Они влюбились. Ещё до того, как было решено проводить первый эксперимент именно на них.
— Когда твоя мать забеременела Шейном, весь орден затаил дыхание и тут, и на Земле, — рассказывал отец, пока мы шли по аллее вдоль луга с небольшими оранжевыми цветами. — Но позже выяснилось, что в его системе кроветворения есть дефект. Это было опасно для его жизни и здоровья, поэтому мы давали ему экспериментальный препарат, разработанный Мойрой и командой. Мы просто хотели, чтобы он выжил.
— Получается, вы не могли спрогнозировать действие этого препарата? Его влияние на репродуктивные функции? — мы остановились возле озера и отец с нежностью посмотрел сначала на меня, потом на Дафну. — То есть, появление Дафны — это погрешность? Вы такого не ожидали?
— Да, верно, Лили, — папа кивнул, а потом снова посмотрел на меня, но куда более внимательно. — Рад, что ты пытаешься понять, хотя я думал, ты будешь испытывать другие эмоции.
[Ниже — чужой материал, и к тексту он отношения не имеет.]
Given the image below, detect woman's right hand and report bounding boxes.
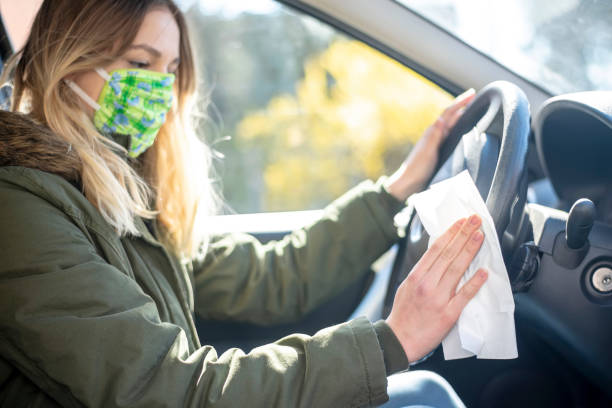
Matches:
[387,215,487,362]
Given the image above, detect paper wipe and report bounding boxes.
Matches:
[410,170,518,360]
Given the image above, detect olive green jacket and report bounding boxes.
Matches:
[0,113,400,408]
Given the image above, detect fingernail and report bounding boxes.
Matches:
[457,88,476,99]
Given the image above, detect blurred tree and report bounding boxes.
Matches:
[236,40,451,211]
[188,7,450,213]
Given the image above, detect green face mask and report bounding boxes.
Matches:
[66,68,175,157]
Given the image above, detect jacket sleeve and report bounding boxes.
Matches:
[193,178,403,324]
[0,182,387,408]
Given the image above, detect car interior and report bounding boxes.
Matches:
[0,0,612,407]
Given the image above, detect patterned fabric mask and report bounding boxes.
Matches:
[66,68,175,157]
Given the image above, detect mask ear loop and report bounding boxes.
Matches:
[64,79,100,111]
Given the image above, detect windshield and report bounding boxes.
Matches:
[398,0,612,94]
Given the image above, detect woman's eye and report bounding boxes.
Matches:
[129,61,149,69]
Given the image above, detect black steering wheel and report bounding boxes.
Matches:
[383,81,530,317]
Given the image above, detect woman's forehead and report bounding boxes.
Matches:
[133,8,181,61]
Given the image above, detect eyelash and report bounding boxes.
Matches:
[128,61,178,75]
[129,61,149,69]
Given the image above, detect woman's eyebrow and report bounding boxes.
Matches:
[129,44,179,63]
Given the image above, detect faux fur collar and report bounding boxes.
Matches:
[0,111,81,183]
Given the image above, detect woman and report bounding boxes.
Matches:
[0,0,486,407]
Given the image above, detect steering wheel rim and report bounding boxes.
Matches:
[383,81,530,316]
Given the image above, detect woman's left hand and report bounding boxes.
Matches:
[385,89,475,201]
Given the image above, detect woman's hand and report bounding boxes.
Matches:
[387,215,487,362]
[385,89,475,201]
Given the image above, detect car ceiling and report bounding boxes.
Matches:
[281,0,552,109]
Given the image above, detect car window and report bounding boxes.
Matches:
[187,0,451,213]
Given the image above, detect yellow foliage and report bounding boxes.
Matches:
[237,40,452,211]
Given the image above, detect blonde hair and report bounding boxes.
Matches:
[3,0,220,258]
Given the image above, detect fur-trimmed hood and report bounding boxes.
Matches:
[0,111,81,182]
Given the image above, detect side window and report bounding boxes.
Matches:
[187,0,452,213]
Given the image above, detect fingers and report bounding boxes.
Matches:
[427,214,482,285]
[447,269,488,320]
[440,230,484,298]
[410,218,466,281]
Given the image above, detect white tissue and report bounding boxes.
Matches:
[410,171,518,360]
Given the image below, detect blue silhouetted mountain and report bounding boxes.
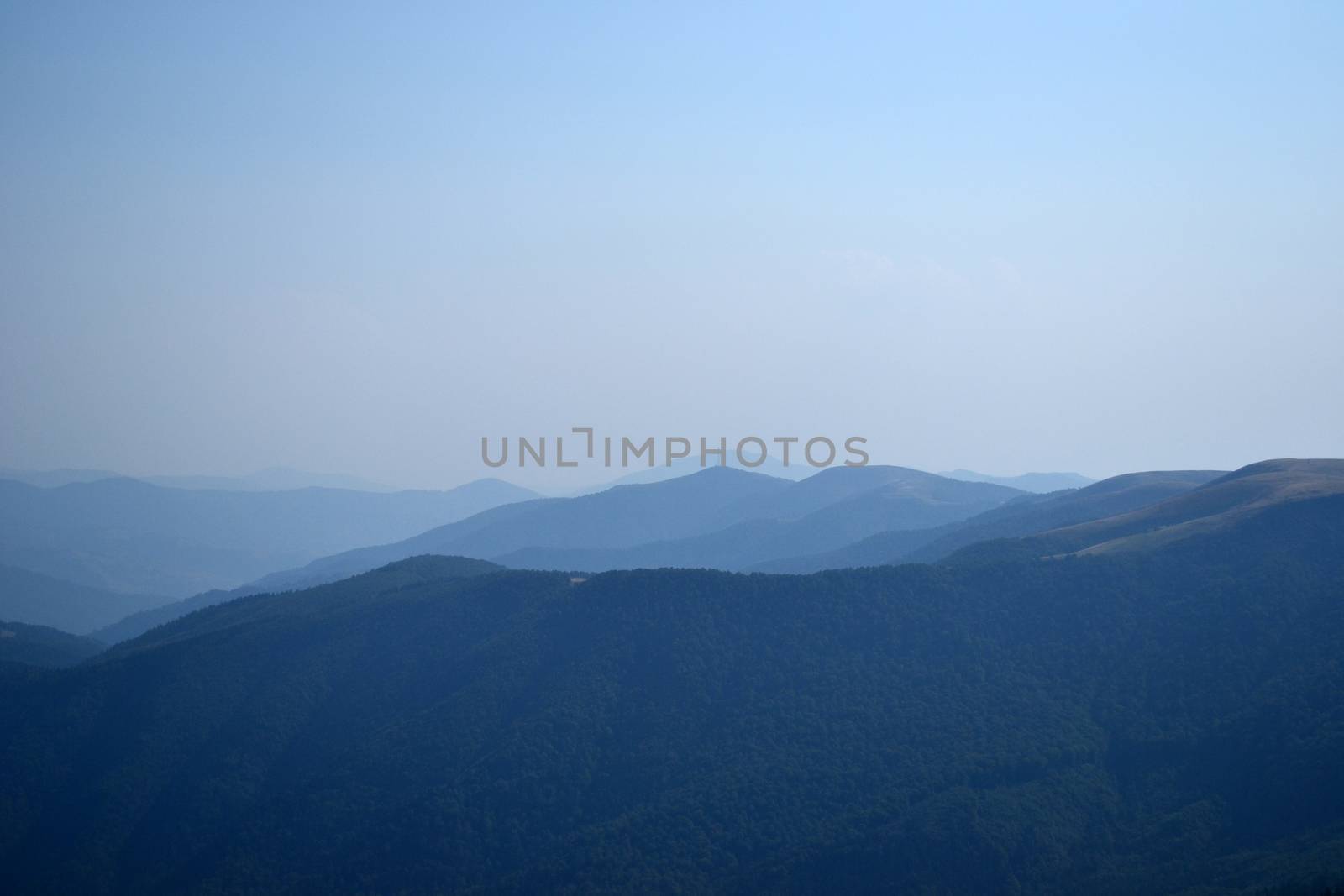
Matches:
[212,466,1021,591]
[938,470,1097,495]
[493,466,1021,571]
[0,478,535,596]
[0,486,1344,896]
[576,446,817,495]
[0,564,172,634]
[0,619,108,668]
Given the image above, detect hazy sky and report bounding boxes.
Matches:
[0,0,1344,486]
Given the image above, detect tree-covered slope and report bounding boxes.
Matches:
[0,497,1344,894]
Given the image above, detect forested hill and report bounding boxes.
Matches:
[0,497,1344,896]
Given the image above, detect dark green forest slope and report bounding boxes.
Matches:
[0,497,1344,896]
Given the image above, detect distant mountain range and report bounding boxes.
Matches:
[0,473,1344,896]
[0,564,173,634]
[13,461,1339,642]
[938,470,1097,495]
[0,621,108,668]
[0,478,536,598]
[0,466,399,491]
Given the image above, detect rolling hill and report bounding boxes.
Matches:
[0,478,533,598]
[0,495,1344,896]
[493,466,1021,572]
[951,458,1344,560]
[751,470,1225,572]
[0,565,171,634]
[0,621,108,668]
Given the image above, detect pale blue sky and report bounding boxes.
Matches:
[0,2,1344,485]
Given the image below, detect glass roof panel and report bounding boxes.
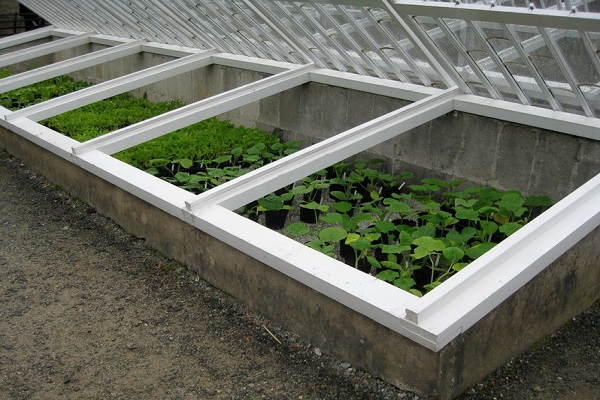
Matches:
[16,0,600,117]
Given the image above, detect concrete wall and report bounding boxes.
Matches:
[0,39,600,399]
[0,128,600,399]
[206,67,600,201]
[23,40,600,201]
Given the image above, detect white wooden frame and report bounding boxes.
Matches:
[0,30,600,351]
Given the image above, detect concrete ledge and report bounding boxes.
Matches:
[0,119,600,399]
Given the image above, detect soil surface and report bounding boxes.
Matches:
[0,150,600,400]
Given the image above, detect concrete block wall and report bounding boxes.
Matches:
[5,40,600,201]
[0,127,600,400]
[204,68,600,201]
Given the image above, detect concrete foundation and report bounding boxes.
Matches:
[0,120,600,399]
[0,39,600,399]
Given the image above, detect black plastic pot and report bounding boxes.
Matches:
[265,210,289,230]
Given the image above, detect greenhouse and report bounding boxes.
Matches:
[0,0,600,399]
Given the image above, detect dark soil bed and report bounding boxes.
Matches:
[0,150,600,400]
— Я умею с ними справляться, папа. И я пытаюсь вас понять, — я обняла себя за плечи и потерла ладонями кожу. Внутри болел другой вопрос, который я так и не решалась задать. Может потому, что боялась услышать ответ? — Почему вы ушли? Почему оставили нас, папа?
У меня, пусть и с трудом, но получилось спросить это спокойно. Сама не знаю, как смогла удержать голос и не дать ему сорваться.
— Правительственные силы нас почти раскрыли, Лили, — отец покачал головой, опустив взгляд. — Мы не могли забрать вас, потому что на тот момент это было небезопасно. И остаться тоже не могли, сама понимаешь, что бы сделали с вами с Шейном. А так вы ещё какое-то время оставались бы под прикрытием. Мы хотели вернуться позже, но… по воле случая вышло так, что ты попала в программу Источник, и Тайен стал копать, откуда у тебя с ним такая невероятная совместимость крови.
Не знаю, недоговаривал ли отец, или он действительно не знал, но у меня уже давно сложилось впечатление, что и Тайен-то обо мне узнал не случайно. Какой бы не казалась сплочённой и верной принципам Белая Лилия, Мойра Яжер мне не нравилась.
Было впечатление, что она чего-то не договаривала.
Слишком много случайностей.
Слишком много совпадений.
Отцу я их высказывать не хотела. Маленькая девочка внутри меня хотела обратно своего папу, своих родителей. Несмотря на всё то, что я знала, отец у меня ассоциировался не с учёным-генетиком, а с тем, кто пел мне песни, когда я не могла уснуть из-за высокой температуры, кто перочинным ножом вырезал мне небольшой деревянный кораблик, кто каждое утро приносил мне свежие булочки из соседней лавки.
И в глазах папы я тоже видела ответное желание. Он не видел во мне объект экспериментов. Он видел во мне дочь. Но осторожно держал дистанцию, не желая давить, позволял мне самой решить, что я чувствую к нему и к маме спустя столько лет.
Мы прошли дальше и сели у фонтана. Дафна начала ворочаться и открывать ротик. Она хотела есть.
Я достала небольшую сумку, где лежала бутылочка с детским питанием, а потом взяла малышку на руки, чтобы покормить.
Дафна ела жадно. Сосала, причмокивая и прикрыв глазки. А потом сразу уснула.